Na tentativa de dizer ao mundo que o Brasil era o país do futuro, vários programas de aceleração do crescimento foram lançados, além do incentivo ao crédito à população e diversas bolsas que beneficiavam a população mais carente. O consumo desenfreado de bens aumentou significativamente e o governo apenas investiu na indústria automobilística deixando o país totalmente ao leu.

Em nenhum momento a equipe econômica incentivou a produção de outras riquezas que poderiam ser o diferencial do Brasil no mercado internacional, e permitiu que os produtos chineses invadissem o mercado nacional, desequilibrando por completo o saldo da balança comercial brasileira.

A sucessão de erros econômicos não parou por aí, uma nova representante do Brasil pertencente ao mesmo partido político do antecessor foi eleita, e novos atropelos na gestão do país foram cometidos. Enquanto a população se enganava com os dados que eram divulgados pelo governo vários profissionais eram dispensados no setor industrial, exceto das indústrias automobilísticas e autopeças, por falta de perspectiva de crescimento.
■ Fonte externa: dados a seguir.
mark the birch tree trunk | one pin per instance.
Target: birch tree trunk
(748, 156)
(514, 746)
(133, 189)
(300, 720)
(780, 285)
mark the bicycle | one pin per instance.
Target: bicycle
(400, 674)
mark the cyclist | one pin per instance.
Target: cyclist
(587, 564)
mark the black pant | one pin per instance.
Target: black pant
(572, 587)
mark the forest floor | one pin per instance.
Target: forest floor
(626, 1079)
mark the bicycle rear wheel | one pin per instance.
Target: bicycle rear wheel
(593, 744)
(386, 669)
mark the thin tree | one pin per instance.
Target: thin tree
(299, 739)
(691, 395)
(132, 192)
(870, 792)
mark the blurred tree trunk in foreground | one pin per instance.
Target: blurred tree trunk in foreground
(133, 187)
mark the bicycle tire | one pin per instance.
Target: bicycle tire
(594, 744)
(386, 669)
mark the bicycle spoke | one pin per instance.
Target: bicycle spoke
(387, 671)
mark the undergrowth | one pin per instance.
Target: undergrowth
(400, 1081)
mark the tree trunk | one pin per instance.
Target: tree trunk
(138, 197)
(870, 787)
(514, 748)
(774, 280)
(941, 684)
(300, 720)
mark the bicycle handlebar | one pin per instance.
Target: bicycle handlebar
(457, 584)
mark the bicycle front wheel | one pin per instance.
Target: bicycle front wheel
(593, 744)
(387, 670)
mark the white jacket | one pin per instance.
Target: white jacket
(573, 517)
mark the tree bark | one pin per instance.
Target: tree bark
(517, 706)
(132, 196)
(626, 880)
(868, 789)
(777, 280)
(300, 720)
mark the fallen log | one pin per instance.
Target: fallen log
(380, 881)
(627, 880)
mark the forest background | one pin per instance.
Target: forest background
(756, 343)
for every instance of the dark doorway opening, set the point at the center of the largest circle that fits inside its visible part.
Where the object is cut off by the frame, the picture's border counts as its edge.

Vários investimentos foram feitos no período, principalmente em infraestrutura esportiva na promessa de que o país estava em pleno desenvolvimento. O governo lançou dados assustadores ao mercado estrangeiro informando que havia uma grande carência de profissionais qualificados no país, e abriu o mercado nacional para a contratação de profissionais estrangeiros, deixando os profissionais brasileiros altamente capacitados a míngua.

O governo no desespero de que a economia fosse à bancarrota prometeu grandes ganhos financeiros com a realização dos eventos esportivos da Copa das Confederações e a Copa do Mundo no país. Porém, o que aconteceu foi justamente o contrário, os investidores perderam dinheiro e a festa  do “Pão e Circo” à população não passou de um vexame internacional.

O governo e a sua equipe econômica começaram a dar sinais visíveis de que estavam completamente perdidos, e não sabiam mais qual caminho deveriam seguir a fim de conter as perdas econômicas. Quando uma parte da população começou a abrir os olhos e enxergar que o custo de vida estava aumentando, e a qualidade de vida despencando, greves e manifestações contra o governo começaram a surgir.

A perspectiva de que tudo pudesse mudar com a eleição de um novo candidato à presidência da república de um partido político da oposição veio abaixo, quando a candidata foi reeleita com 51,64% dos votos totais. Votos estes da grande maioria dos beneficiários das infinitas bolsas criadas para manipular e escravizar a população.


Sem nenhum tipo de programa econômico consistente para reerguer o país, as peças do tabuleiro foram apenas trocadas de posição, e diversos escândalos de corrupção vieram a público. A economia despencou e as perspectivas de crescimento ficaram apenas nas promessas eleitorais.



O que antes era apenas uma marolinha hoje é um tsunami. Os países que foram pegos em cheio na crise financeira global aos poucos vão se erguendo, e o Brasil que era tido na época como uma futura nação próspera, atualmente não passa de um país frágil,  sem perspectiva de crescimento, enlameado na corrupção, endividado e passando por uma grave recessão.

É, parece que o país não possui  profissionais de gestão pública altamente qualificados, quem sabe se importarmos políticos da Dinamarca (país menos corrupto),  Noruega (melhor IDH), Finlândia (melhor educação), França (melhor saúde pública), Islândia (melhor segurança), Estados Unidos (melhor PIB) e Indonésia (leis rígidas),  não acabaremos de vez com esta farra?